Nevertheless, models A and C have good accuracy, whereas B has fair accuracy. The models were validated and calibrated using the second cohort of patients, confirming the results’ statistical plausibility. In the validation cohort, the AUCs of models A and C were confirmed to be good, correctly classifying eight patients every ten tested. On the contrary, model B was not so accurate, correctly classifying only six patients every ten. Therefore, the most useful model to predict a difficult LA seems to be model C because it demonstrated a high AUC and, at the same time, the ability to predict both adverse events (conversion or prolonged operative time). This finding did not surprise: a model based only on the conversion rate could not include all “difficult” procedures. In other words, not all challenging procedures were converted even if performed by a skilled laparoscopic surgeon. A second interesting result was that both A and C models take into consideration many types of factors. Indeed, the scores included both patient and disease characteristics, not forgetting the type of procedures planned and the surgeon’s experience. The score could practically help the chief surgeon plan the procedures and proper patient counseling. The models’ utility was further underlined by the correlation between A and C scores with the probability of a complicated postoperative course.

This study has some limitations. First, the design of the study was retrospective. However, all databases come from high-volume centers and are prospectively maintained. Moreover, all postoperative data suggested the high quality of surgery with very low conversion and postoperative complication rates. A second limitation was the large enrollment period and the relative changes in surgeon training and medical devices over the last 20 years. According to the period in which they were trained, the bias was partially mitigated and studied by dividing the surgeons into first- and second-generation surgeons [17].

Moreover, all time-depending bias, such as different distribution of significant factors, was overcome by the study design. Indeed, the entire cohort was randomly divided, independently from the center and date of surgery, in a training and validation cohort. A third limitation was the low number of target events (converted or prolonged procedures) used to build the scores. Indeed, the low number of events could affect the robustness of multivariate models.

Nevertheless, the LASSO approach's use solved the overfitting, reducing, when necessary, the number of covariates for the multivariates analysis. A further limitation was the applicability of the difficulty score only in transperitoneal approaches. All involved centers performed LA using the anterior or lateral transperitoneal approach, and for this reason, the model was not validated for the retroperitoneal approach.

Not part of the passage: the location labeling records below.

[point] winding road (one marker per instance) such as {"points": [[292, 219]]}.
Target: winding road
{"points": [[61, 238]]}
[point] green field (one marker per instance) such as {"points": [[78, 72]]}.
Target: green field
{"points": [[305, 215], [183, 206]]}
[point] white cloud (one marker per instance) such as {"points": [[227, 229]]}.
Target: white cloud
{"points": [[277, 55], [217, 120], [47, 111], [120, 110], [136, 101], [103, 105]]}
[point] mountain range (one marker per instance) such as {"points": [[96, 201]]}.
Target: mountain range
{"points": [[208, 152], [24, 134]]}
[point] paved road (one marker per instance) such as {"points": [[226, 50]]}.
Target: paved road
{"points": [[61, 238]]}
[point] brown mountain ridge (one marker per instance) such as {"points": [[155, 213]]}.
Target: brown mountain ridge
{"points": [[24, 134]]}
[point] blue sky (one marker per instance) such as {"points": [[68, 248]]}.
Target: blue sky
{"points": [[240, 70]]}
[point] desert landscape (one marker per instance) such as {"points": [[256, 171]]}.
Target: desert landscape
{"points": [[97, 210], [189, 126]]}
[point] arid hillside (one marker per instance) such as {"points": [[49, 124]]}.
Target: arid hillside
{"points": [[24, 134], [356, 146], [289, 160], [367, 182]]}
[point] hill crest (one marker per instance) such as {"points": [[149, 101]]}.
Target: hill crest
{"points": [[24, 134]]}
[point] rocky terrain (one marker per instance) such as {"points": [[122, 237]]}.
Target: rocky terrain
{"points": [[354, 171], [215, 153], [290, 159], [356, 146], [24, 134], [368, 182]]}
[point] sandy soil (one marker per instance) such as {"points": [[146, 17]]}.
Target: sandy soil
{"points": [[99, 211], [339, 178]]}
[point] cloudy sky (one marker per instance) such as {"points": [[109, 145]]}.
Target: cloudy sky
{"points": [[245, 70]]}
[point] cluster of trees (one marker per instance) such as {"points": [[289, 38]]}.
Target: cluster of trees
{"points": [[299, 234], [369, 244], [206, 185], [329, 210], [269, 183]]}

In conclusion, we reported, validated, and tested a difficulty score for laparoscopic adrenalectomy for the first time. The obtained models, particularly model C, could predict two critical events: conversion to open surgery and prolonged operative time. The score for each model corresponds to the probability that the target event may occur. It is simple to calculate preoperatively, practical to use, and could be used not only for the surgical team’s choice but also to predict and avoid a complicated postoperative course. An external validation would be recommended to confirm these results further.